In the light of its serious jurisprudential and logical flaws, it is not surprising that six of the seven members of the Canadian Supreme Court, ruling on the Morgentaler case, distanced themselves from Roe. Only Madame Justice Wilson used Roe as a prop to her arguments that a woman’s right to personal autonomy – read “privacy” – gives her the right to abortion. Her opinion, too, was no surprise.

It is generally assumed in legal circles in the United States that Roe v. Wade will be overthrown in the not-too-distant future. Obviously, Justices on the Canadian Supreme Court would not want to be caught short in using Roe, now so discredited, just before the judgment is overturned.

Roe’s aftermath

In the intervening years the “right to privacy” has been used to give legitimacy to the claims of many new rights. Courts of Appeal, e.g. in Iowa and New York State, have declared laws against sodomy and homosexual activity unconstitutional.

It is quite easy to see that the right of privacy could be used to legitimize incest, and, indeed, certain types of incestuous behavior are no longer illegal in some states.

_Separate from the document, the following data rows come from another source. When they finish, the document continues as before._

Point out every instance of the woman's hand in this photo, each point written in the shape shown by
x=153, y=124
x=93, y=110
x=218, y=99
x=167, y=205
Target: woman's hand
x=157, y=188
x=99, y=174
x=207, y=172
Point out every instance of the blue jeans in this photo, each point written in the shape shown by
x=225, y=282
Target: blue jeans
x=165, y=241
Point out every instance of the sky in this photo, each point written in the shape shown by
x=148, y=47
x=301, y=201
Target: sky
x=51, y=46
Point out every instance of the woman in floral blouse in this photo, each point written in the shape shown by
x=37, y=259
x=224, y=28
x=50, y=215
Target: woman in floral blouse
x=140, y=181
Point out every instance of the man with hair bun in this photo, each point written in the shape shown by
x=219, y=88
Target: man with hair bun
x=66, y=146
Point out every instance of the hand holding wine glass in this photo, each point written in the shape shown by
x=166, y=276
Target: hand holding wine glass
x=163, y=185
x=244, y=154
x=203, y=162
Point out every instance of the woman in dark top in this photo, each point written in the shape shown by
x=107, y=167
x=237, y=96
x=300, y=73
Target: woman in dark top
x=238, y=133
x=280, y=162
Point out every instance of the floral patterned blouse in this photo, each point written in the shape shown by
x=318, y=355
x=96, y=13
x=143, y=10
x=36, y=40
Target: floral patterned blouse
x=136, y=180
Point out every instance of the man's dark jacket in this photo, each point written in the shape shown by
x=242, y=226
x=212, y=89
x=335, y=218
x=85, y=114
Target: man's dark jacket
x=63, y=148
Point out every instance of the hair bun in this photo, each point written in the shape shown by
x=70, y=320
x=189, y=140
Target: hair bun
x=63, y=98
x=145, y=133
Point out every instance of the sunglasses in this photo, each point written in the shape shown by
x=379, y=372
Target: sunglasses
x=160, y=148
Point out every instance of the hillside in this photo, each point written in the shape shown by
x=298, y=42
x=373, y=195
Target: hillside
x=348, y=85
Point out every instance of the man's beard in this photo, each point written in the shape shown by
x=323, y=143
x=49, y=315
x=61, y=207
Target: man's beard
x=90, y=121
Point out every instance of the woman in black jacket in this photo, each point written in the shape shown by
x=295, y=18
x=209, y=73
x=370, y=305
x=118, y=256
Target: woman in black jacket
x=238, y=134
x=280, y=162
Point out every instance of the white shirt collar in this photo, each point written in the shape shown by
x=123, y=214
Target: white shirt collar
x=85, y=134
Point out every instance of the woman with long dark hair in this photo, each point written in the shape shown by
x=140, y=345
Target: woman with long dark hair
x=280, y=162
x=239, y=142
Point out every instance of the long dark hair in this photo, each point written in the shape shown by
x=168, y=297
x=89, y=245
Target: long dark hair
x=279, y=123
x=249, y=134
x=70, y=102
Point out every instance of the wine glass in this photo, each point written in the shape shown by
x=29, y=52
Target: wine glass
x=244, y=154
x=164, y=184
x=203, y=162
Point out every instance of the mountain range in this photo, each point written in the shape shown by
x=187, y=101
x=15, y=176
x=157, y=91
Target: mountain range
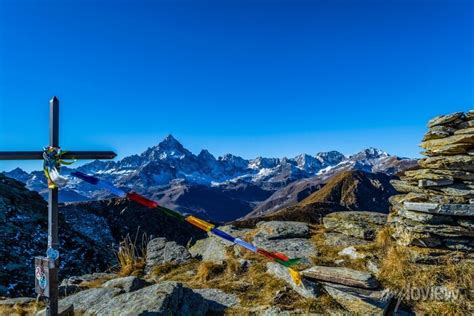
x=223, y=188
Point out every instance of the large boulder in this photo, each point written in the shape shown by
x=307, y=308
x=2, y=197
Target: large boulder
x=359, y=301
x=128, y=284
x=342, y=240
x=214, y=248
x=357, y=224
x=87, y=299
x=160, y=251
x=293, y=248
x=218, y=300
x=160, y=299
x=307, y=288
x=281, y=230
x=343, y=276
x=167, y=298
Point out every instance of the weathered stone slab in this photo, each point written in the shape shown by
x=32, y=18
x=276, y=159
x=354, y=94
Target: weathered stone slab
x=86, y=299
x=439, y=229
x=342, y=240
x=405, y=186
x=218, y=300
x=438, y=132
x=160, y=251
x=282, y=230
x=357, y=224
x=442, y=209
x=213, y=248
x=466, y=222
x=17, y=301
x=458, y=189
x=469, y=130
x=466, y=124
x=128, y=284
x=455, y=139
x=294, y=248
x=343, y=276
x=426, y=218
x=307, y=288
x=359, y=301
x=165, y=298
x=461, y=244
x=352, y=253
x=470, y=114
x=445, y=119
x=457, y=162
x=449, y=149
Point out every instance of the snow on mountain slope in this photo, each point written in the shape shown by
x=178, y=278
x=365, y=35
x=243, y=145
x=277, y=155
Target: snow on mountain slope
x=170, y=166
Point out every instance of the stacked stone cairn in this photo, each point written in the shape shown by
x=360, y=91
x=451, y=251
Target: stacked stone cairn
x=436, y=207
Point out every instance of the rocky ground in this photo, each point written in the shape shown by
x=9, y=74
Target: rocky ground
x=353, y=262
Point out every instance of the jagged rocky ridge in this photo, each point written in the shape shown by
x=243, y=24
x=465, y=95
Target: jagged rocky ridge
x=201, y=183
x=345, y=191
x=436, y=207
x=89, y=234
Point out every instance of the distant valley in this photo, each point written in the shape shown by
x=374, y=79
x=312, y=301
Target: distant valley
x=222, y=189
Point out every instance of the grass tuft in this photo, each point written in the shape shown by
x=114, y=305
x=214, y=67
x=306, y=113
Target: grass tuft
x=131, y=257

The right of privacy is not only claimed as grounds for killing preborn children. Today that same right of privacy has been extended to cover euthanasia and assisted suicide. Other ‘wanted’ groups, the old, the comatose and the handicapped child are now at risk.

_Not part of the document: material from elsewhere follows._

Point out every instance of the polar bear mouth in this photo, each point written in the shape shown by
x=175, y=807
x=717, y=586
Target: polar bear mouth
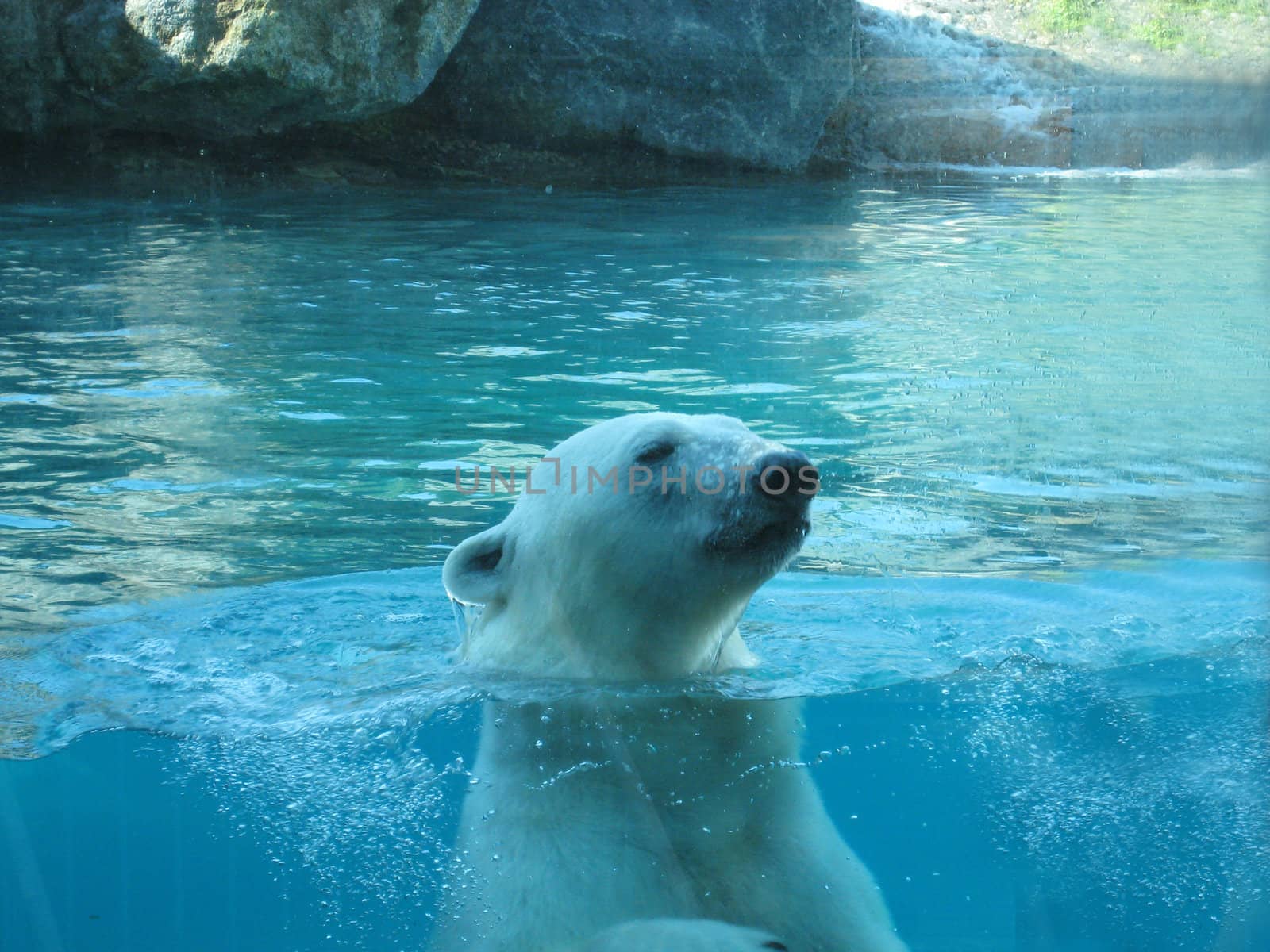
x=772, y=541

Others exercise incompetent patients’ “rights”, with the permission of the courts. Sad to relate, there are many cases where sons and daughters, or husbands and wives demand that incompetent members of their families be starved to death using the patient’s right of privacy, and their right of substituted judgment as an excuse.

U.S. Supreme Court Justice White, in Thornburgh 1986, said of the Court, that, “in Roe it essentially created something out of nothing.” One can only wonder whether any other “nothing” ever created so much evil.

The idea of “potential” life is a popular one, but it has no basis in fact. The late Sir William Liley of New Zealand, a world famous authority on peri-natal medicine, who did the pioneering work on amniocentesis, testified at Joseph Borowski’s Regina trial in May 1983 (to come before the Supreme Court in June). He was asked about “potential” life.

Dr. Liley replied that the word “potential” is not a medical or scientific term. The preborn, he said, are considered growing or developing human beings. “Life, was we deal with it in biology, is defined in absolute terms. Life is either there or not.”

Meanwhile, lawyers and judges are struggling with it in their own way.